The only brief flash of relief he gets these days are the short, secret training sessions with Aaron. They grow close, their friendship warm and easy, each needing what the other gives.
Sometimes Paul looks at him and sees Aaron looking back. Sometimes he wishes they could give each other more.
But Aaron’s heart lies in the ground and Paul’s is lost in the woods. It would be easier if they could love each other, but it wouldn’t be real, and it wouldn’t be what either of them really longs for.
Still, Paul is grateful to have one person in his life he can be at ease around, just for a little while. They talk, they train, they laugh. Paul shares his knowledge and skill, his council when asked and Aaron gives him peace. Aaron shares his thoughts and feelings, trusts Paul with them, and he never resents that Paul can’t give him the same, not all the way through.
It’s not much, but for each of them, it’s enough.
———
For the first time in so long, Paul feels alive again, feels energy and excitement burn through his veins, feels the siren call of a purpose again.
He’s a shitty leader, no matter what Tara says, but this, this he can do. Search and rescue, traveling through their ruined world, saving someone. He feels like something has been tied down in in his chest for too long and it’s finally being allowed to breathe, to roam.
He gets to see Daryl again too. He tries not to let it sting at the brief acknowledgment he receives from the man. It’s been months since they last saw each other, Paul should know better than to expect too much from Daryl.
It’s not till he’s mounting his horse that he sees them, heart soaring free and crazed in his chest. Books, three of them; two old, battered things he leant Daryl long ago, never expecting to see again and one other. It’s new, well looked after, neatly tied with string and carefully placed on the back of his bike.
It became a routine long ago, Paul bringing Daryl books when he visited. Maybe, just maybe, he’s getting one in return. He allows himself to hope, looking forward for the chance to read it.

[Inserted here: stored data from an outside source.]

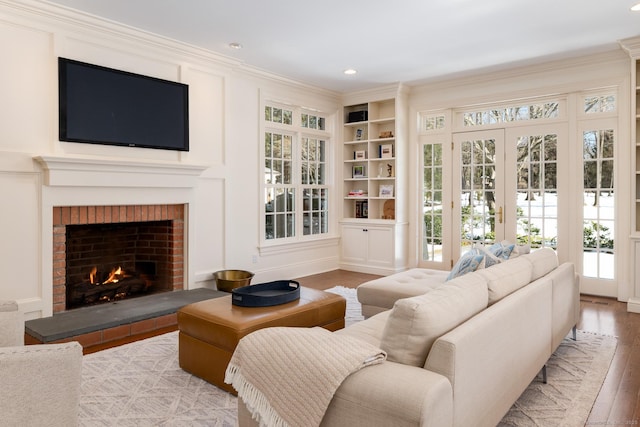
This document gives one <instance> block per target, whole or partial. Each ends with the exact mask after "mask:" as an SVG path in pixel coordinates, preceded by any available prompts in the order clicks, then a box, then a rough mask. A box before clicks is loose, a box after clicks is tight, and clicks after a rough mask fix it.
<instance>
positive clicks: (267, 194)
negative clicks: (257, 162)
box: [264, 132, 295, 239]
mask: <svg viewBox="0 0 640 427" xmlns="http://www.w3.org/2000/svg"><path fill="white" fill-rule="evenodd" d="M264 148H265V149H264V151H265V159H264V160H265V163H264V164H265V169H264V178H265V193H266V194H265V201H266V203H265V238H266V239H280V238H284V237H290V236H293V235H295V214H294V208H295V188H294V186H293V179H292V164H293V153H292V148H293V137H292V136H291V135H287V134H283V133H276V132H265V141H264Z"/></svg>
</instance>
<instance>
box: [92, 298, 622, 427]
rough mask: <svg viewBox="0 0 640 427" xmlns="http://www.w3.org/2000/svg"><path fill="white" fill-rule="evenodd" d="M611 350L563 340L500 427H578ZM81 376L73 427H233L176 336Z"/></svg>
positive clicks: (354, 306) (594, 340)
mask: <svg viewBox="0 0 640 427" xmlns="http://www.w3.org/2000/svg"><path fill="white" fill-rule="evenodd" d="M329 291H331V292H334V293H337V294H340V295H343V296H345V298H347V316H346V323H347V324H351V323H354V322H357V321H360V320H362V317H361V315H360V305H359V304H358V302H357V299H356V296H355V290H354V289H348V288H342V287H336V288H332V289H330V290H329ZM615 347H616V340H615V338H611V337H604V336H600V335H593V334H587V333H580V334H579V336H578V341H577V342H573V341H571V340H565V342H563V344H562V345H561V346H560V348H559V349H558V351H556V354H554V356H552V359H551V360H550V361H549V367H548V378H549V383H548V384H546V385H544V384H542V383H541V381H539V380H534V381H533V382H532V384H531V386H529V388H528V389H527V391H525V393H523V395H522V396H521V397H520V399H519V400H518V402H516V404H515V405H514V406H513V408H512V409H511V411H510V412H509V413H508V414H507V416H505V418H504V419H503V421H502V424H501V426H562V427H564V426H569V425H576V426H577V425H580V426H581V425H584V422H585V421H586V419H587V417H588V415H589V411H590V410H591V407H592V406H593V402H594V400H595V398H596V396H597V394H598V391H599V389H600V386H601V384H602V382H603V380H604V377H605V376H606V373H607V370H608V368H609V364H610V362H611V359H612V357H613V353H614V351H615ZM82 371H83V372H82V376H83V378H82V398H81V402H80V425H81V426H88V427H89V426H91V427H93V426H118V427H127V426H185V427H186V426H189V427H191V426H216V427H223V426H229V427H232V426H235V425H236V398H235V397H234V396H232V395H230V394H229V393H226V392H224V391H222V390H220V389H218V388H217V387H215V386H214V385H211V384H209V383H207V382H206V381H203V380H201V379H199V378H196V377H194V376H193V375H191V374H188V373H186V372H184V371H183V370H182V369H180V367H179V365H178V333H177V332H171V333H168V334H165V335H160V336H157V337H153V338H149V339H146V340H142V341H138V342H135V343H131V344H126V345H123V346H120V347H115V348H112V349H108V350H103V351H100V352H97V353H93V354H89V355H87V356H84V363H83V368H82Z"/></svg>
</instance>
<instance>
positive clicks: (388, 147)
mask: <svg viewBox="0 0 640 427" xmlns="http://www.w3.org/2000/svg"><path fill="white" fill-rule="evenodd" d="M392 157H393V144H381V145H380V158H381V159H390V158H392Z"/></svg>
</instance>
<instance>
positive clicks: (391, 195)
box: [380, 184, 393, 199]
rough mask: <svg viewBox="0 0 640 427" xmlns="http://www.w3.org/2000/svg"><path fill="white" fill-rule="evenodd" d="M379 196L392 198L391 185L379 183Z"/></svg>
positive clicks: (392, 190)
mask: <svg viewBox="0 0 640 427" xmlns="http://www.w3.org/2000/svg"><path fill="white" fill-rule="evenodd" d="M380 197H385V198H389V199H390V198H392V197H393V185H392V184H382V185H380Z"/></svg>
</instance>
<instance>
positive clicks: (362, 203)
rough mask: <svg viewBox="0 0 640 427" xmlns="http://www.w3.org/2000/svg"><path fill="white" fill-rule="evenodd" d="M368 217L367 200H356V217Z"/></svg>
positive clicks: (356, 217) (367, 206) (364, 217)
mask: <svg viewBox="0 0 640 427" xmlns="http://www.w3.org/2000/svg"><path fill="white" fill-rule="evenodd" d="M368 217H369V202H368V201H366V200H357V201H356V218H368Z"/></svg>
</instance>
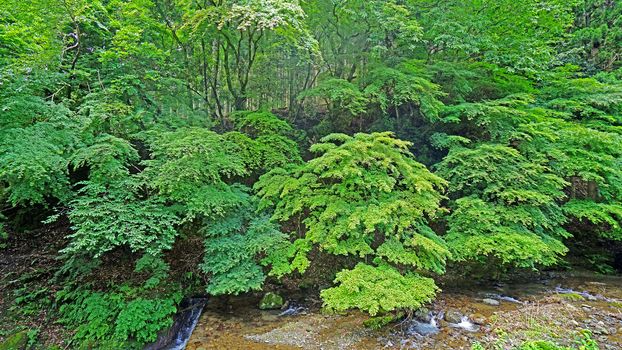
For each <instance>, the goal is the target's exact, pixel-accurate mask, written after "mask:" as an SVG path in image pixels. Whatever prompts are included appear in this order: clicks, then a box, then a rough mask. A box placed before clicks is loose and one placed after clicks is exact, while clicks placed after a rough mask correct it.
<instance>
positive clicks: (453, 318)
mask: <svg viewBox="0 0 622 350" xmlns="http://www.w3.org/2000/svg"><path fill="white" fill-rule="evenodd" d="M463 316H464V315H462V313H460V311H458V310H454V309H449V310H447V312H445V321H447V322H449V323H460V322H461V321H462V317H463Z"/></svg>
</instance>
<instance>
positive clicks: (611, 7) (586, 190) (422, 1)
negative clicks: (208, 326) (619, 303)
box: [0, 0, 622, 349]
mask: <svg viewBox="0 0 622 350" xmlns="http://www.w3.org/2000/svg"><path fill="white" fill-rule="evenodd" d="M621 200H622V2H620V1H604V0H585V1H567V0H563V1H562V0H525V1H515V0H512V1H510V0H495V1H493V0H479V1H457V0H448V1H440V2H439V1H430V0H388V1H380V0H36V1H22V0H4V1H3V2H2V4H1V5H0V249H2V248H4V247H6V246H7V244H8V243H9V242H12V241H22V240H26V241H28V240H41V241H42V242H44V243H43V244H44V246H45V247H46V251H48V250H52V251H53V255H54V260H53V261H54V263H53V264H51V265H50V266H48V268H49V271H47V272H46V273H42V275H41V276H39V277H40V278H39V280H38V282H36V283H35V282H32V280H33V279H32V278H28V277H25V279H24V282H23V284H24V288H25V289H24V290H23V292H24V293H26V291H30V292H28V293H35V291H36V290H40V289H38V288H40V287H41V285H44V286H45V288H46V289H45V290H46V291H48V292H46V293H47V295H46V296H45V298H44V299H45V301H42V302H40V303H38V304H36V305H37V306H36V307H35V309H36V310H44V309H49V312H50V313H51V314H53V315H54V316H53V317H54V319H55V320H58V321H59V322H60V324H62V325H63V327H64V328H65V329H66V330H67V336H66V338H67V339H66V340H71V343H70V344H73V345H72V346H74V345H75V347H76V348H101V349H109V348H140V347H141V346H143V345H144V344H145V343H148V342H152V341H155V340H156V338H157V334H158V332H160V331H161V330H163V329H165V328H166V327H169V326H170V325H171V324H172V317H173V315H174V314H175V312H176V311H177V310H178V309H179V305H180V301H181V299H182V296H184V295H186V296H187V295H196V294H205V293H206V294H208V295H212V296H219V295H225V296H227V295H238V294H241V293H249V292H253V291H255V292H257V291H262V290H266V291H267V290H275V289H277V288H285V287H284V286H288V287H289V288H298V287H300V288H302V287H304V288H310V289H312V290H313V292H314V293H318V294H319V295H320V296H321V298H322V300H323V303H324V304H323V305H324V306H325V307H326V309H327V310H332V311H336V312H342V311H345V310H349V309H360V310H362V311H365V312H367V313H369V314H371V315H385V314H387V313H391V312H401V311H413V310H416V309H418V308H420V307H422V306H423V305H425V304H426V303H429V302H431V301H432V300H433V299H434V297H435V295H437V293H439V292H440V289H439V288H438V287H437V285H436V283H435V278H437V277H439V276H440V275H442V274H445V273H449V274H461V273H463V272H464V271H476V270H477V269H480V270H485V269H491V268H493V269H494V270H495V271H494V274H493V276H496V277H498V276H500V275H502V274H503V273H507V272H511V271H516V270H517V269H530V270H537V269H543V268H548V267H553V266H556V265H559V264H567V262H568V261H570V260H573V261H576V260H579V261H582V262H586V263H588V264H589V263H592V264H593V265H592V266H591V267H592V268H596V269H598V270H600V271H601V272H611V271H613V270H614V260H615V258H616V257H615V256H614V255H615V252H616V251H619V248H620V247H622V242H621V241H622V204H621V203H622V202H621ZM32 232H44V234H49V237H48V236H46V237H41V236H40V235H39V236H38V235H36V234H35V235H33V234H32ZM616 249H618V250H616ZM568 257H572V258H578V259H568ZM618 259H620V257H618ZM327 266H328V267H327ZM465 266H468V267H469V269H468V270H465V269H464V268H463V267H465ZM318 269H319V270H321V272H320V273H318ZM35 295H38V294H35ZM1 297H2V296H1V295H0V298H1ZM37 298H39V297H37ZM22 301H23V299H22ZM16 302H17V303H19V302H20V301H19V300H18V301H16ZM32 312H33V313H35V314H36V311H32Z"/></svg>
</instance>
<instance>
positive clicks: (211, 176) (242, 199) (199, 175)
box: [144, 128, 248, 219]
mask: <svg viewBox="0 0 622 350" xmlns="http://www.w3.org/2000/svg"><path fill="white" fill-rule="evenodd" d="M150 148H151V156H152V159H150V160H146V161H145V162H144V164H145V165H146V166H147V168H146V169H145V171H144V175H145V176H146V177H147V179H148V182H149V186H150V187H153V188H155V189H156V190H157V191H158V192H159V193H160V195H161V196H163V197H164V198H169V199H171V200H174V201H176V202H178V203H181V204H183V205H184V207H185V208H184V209H185V216H186V217H187V218H189V219H192V218H194V217H195V216H197V215H202V216H205V217H213V216H217V215H224V214H225V213H226V211H227V210H228V209H231V208H235V207H237V206H238V205H239V204H240V203H241V202H242V201H244V200H245V198H246V197H247V195H246V194H245V192H244V191H243V190H242V189H241V188H239V187H236V186H230V185H229V184H227V183H226V182H225V180H227V179H230V178H233V177H235V176H243V175H246V174H248V170H247V169H246V168H245V167H244V163H243V160H242V159H241V157H240V156H239V155H238V154H239V151H240V148H239V147H238V146H237V145H236V144H235V143H233V142H231V141H229V140H227V139H226V138H224V137H223V136H221V135H219V134H217V133H215V132H213V131H209V130H206V129H201V128H188V129H180V130H177V131H172V132H161V133H158V134H157V135H156V136H155V138H154V139H153V140H152V142H150Z"/></svg>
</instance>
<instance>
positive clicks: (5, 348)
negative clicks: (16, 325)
mask: <svg viewBox="0 0 622 350" xmlns="http://www.w3.org/2000/svg"><path fill="white" fill-rule="evenodd" d="M27 333H28V332H26V331H21V332H17V333H15V334H13V335H10V336H8V337H7V338H6V340H5V341H3V342H2V343H0V350H23V349H26V345H27V344H28V334H27Z"/></svg>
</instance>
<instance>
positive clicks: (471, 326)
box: [449, 316, 479, 332]
mask: <svg viewBox="0 0 622 350" xmlns="http://www.w3.org/2000/svg"><path fill="white" fill-rule="evenodd" d="M449 326H450V327H454V328H460V329H464V330H465V331H468V332H477V331H478V330H479V327H478V326H477V325H476V324H474V323H473V322H471V320H469V318H468V317H466V316H462V319H461V320H460V323H450V324H449Z"/></svg>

They ride through the fields and empty roads, the sun shining down on their backs, wind rushing through their hair and Paul remembers the feeling of freedom, of happiness. It fills up the hollow, aching spaces in his chest, reminds him he’s alive, bright and burning and present.
Later, as his chest fills with nothing but cold steel and pain, he remembers that feeling. It was worth it, in the end, for one last day of freedom. Of life.
Still, he wishes he could stay, could help, but he knows his time is up. He hates to leave them, hates to hear their shouts and their pain, but the choice is out of his hands now. As much as he still wants to fight it, it’s almost a relief, he’s finally reached his last page.
———
In the end, Paul’s story is his and his alone, it will die with him. His memories will bleed out and soak into the soil of a ruined world. He feels the soft, silky black of the night descend through the fog and surround him, eyes shutting without his say so. It’s okay though, he’s done his part, now he’s just tired.
He hopes they bury him in good earth, hopes that flowers might take root between his bones and bring some colour to a world he’ll never see.
Nobody will ever really know him, but that’s okay. He knows himself and that was enough. With the last of his energy, he briefly wonders what’s next; some kind of heaven or another chance at life or maybe just nothing at all. Whatever happens, he thinks he’ll be okay with it.
His body might become flowers and there’s no greater ending than that.